2.1. Snow,Snow,Snow 〜part3

 
  
     
「ゆきちゃん、入るよ」  木実は小雪の部屋をノックし、返事が来る前にドアを開けた。もっとも、小雪が部屋に入るのを拒否した事はない。  木実が部屋に入って来ても、小雪はそっちに顔も向けず、床に腰をおろして、目を閉じたまま、床に広げたジグソーパズルのピースを手探りで探している。 「今度は何の絵?」  木実はパズルに目を向ける。真っ白の何も図柄のないパズル。『ミルクパズル』と称される、形だけで判断しなくてはならない最も難しいパターンのパズルだ。 「絵がなくて面白いかなあ。あぁもっとも、パズル見ないでやってるからいっしょだね」  左手で出来上がったパズルをなぞり、右手で残りのピースを探す。根気と集中力のいる作業だ。やがて、器用そうな細い指先が一つのピースの上で止まり、左手で押さえている場所にはめる。ピースはぴたりと一致した。小さくため息を漏らすと、小雪はゆっくりと目を開けた。 「みごとだね、いつもながら」  木実は数回軽く拍手する。 「こんなこと、ゆきちゃんしかできないよ、きっと」  小雪は言葉を否定するように、ゆるやかに首を横に振った。真っ直ぐな銀の髪が、さらさらと音をたてて揺れる。 「できるよ、ナッツも。
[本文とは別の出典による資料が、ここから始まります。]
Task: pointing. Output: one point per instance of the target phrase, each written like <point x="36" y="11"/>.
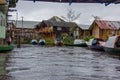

」 「できないよ。やろうとした事あったけど、できなかったじゃない」 「できる。ゆっくりやれば。」  確かに時間はとてもかかる。ピースは全部で1000ピース。今は3分の1くらいが仕上がっているが、残りはまだ700ピース程度ある。一つ一つ手探りで探すのは大変そうだ。気の遠くなるような時間と気力を費やしながら、小雪はほとんどの時間をここで過ごしている。 「僕はゆきちゃんみたいに辛抱強くないからね」 「あの女に付き合っている。」 「あの女…か。」  木実は苦笑する。 確かに茉利衣に付き合うのは時々大変なこともあるが、ずっと外に出られない小雪よりはずっと楽だと思っている。  「で、用事は。」 「用事なんてないよ。顔見たかっただけだって。たまにはゆっくり話そうかなとか思って」  木実の言葉に、小雪はフッと皮肉っぽい笑いをこぼす。まるで、喋っているのは木実だけだろうと言いたげだ。  木実は肩をすくめる。 「ゆきちゃんの言いたい事はだいたいわかるから、口に出さなくたっていいよ。僕は、ゆきちゃんといっしょにいるのが好きなんだ。とっても安心できる」  多分小雪といて安心できるのなんて、木実だけだ。みんなは、木実がそんなことを言うのは小雪に気を使っているだけだと思っているようだが、木実は本当にそう思っていた。幼い頃からずっと一緒の幼馴染は、木実にとっては心安らぐ存在なのだ。たとえ、彼がどんなに優れた暗殺者で、相手が気が付かないうちに命を奪う事すらできるとしても。 自分も小雪もきっと普通の社会じゃ一人で生きていけない。特に小雪は絶対に適応できない。もしも、ここを出て行く事になった時、小雪がちゃんと生きていけるか見届けるのは、一緒に育って、小雪を中に残して一人外に出る事になった自分の役目だと思っている。そのため、なるべく外の様子を小雪にも話したりしているのだが、彼は関心を示そうとしない。 まるで、外で生活する時は、自分の存在意義がなくなる時だ、とでも言うように。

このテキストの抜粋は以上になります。